A story by Mahathi V.
A lot can happen in a year. You can receive life-changing news, go from healthy to hospital-bound, and make new connections that will stay with you for a lifetime.
For me, 2022 was a year I could have never imagined. In February, I was diagnosed with gastric cancer. In March, I had surgery. In the summer, chemo. The winter, immunotherapy.
As a PhD student studying epidemiology at NYU School of Global Public Health and research coordinator in NYU Langone Health’s Department of Population Health, I was used to viewing health in terms of statistics and scientific research, so when my diagnosis came in, I was scared about my own health and future—and where I would land among the numbers.
The challenges piled up from there, and during each setback and success, I had supporters by my side: my husband and parents, but also my surgeon, my gastroenterologist, my oncologist, nurses, technicians, therapists, and staff in all corners of NYU Langone and its Perlmutter Cancer Center.
I found it was the people in my life—old and new—that got me through the toughest moments.
It started as heartburn.
At least I thought it was.

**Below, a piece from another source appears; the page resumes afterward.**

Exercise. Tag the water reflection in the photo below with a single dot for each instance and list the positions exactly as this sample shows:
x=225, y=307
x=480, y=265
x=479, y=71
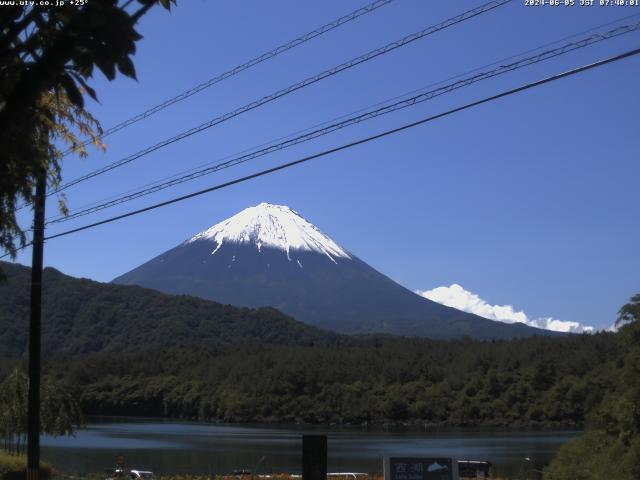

Like most early 30-somethings, I was hopeful Tums and some light diet changes would solve my issues. Everyone gets heartburn. Why would an otherwise healthy young person need to see a doctor about it?
But when my heartburn transformed into debilitating stomach pains, my family urged me to seek help. After an emergency room visit and appointments with different doctors, I ended up at NYU Langone with GI specialist Bart Kummer, MD.
My first endoscopy revealed a large peptic ulcer. A follow-up uncovered something more drastic: behind the ulcer was a cancerous tumor.
From there, Dr. Kummer and a team of other outstanding specialists helped me navigate my immediate future. Paul Oberstein, MD, met with me about my cancer outlook, Elizabeth Fino, MD, consulted with me about my husband’s and my family planning, and Paresh Shah, MD, met with me to discuss my surgery options. About a week after my initial diagnosis, we had a plan in place for my next steps.
My surgeon became like an uncle to me.
From Day 1, I felt very connected to Dr. Paresh Shah. He seemed like an incredibly kind person, and I trusted him immediately. I think that’s critical for a patient, especially for someone who’s never had surgery before in her life.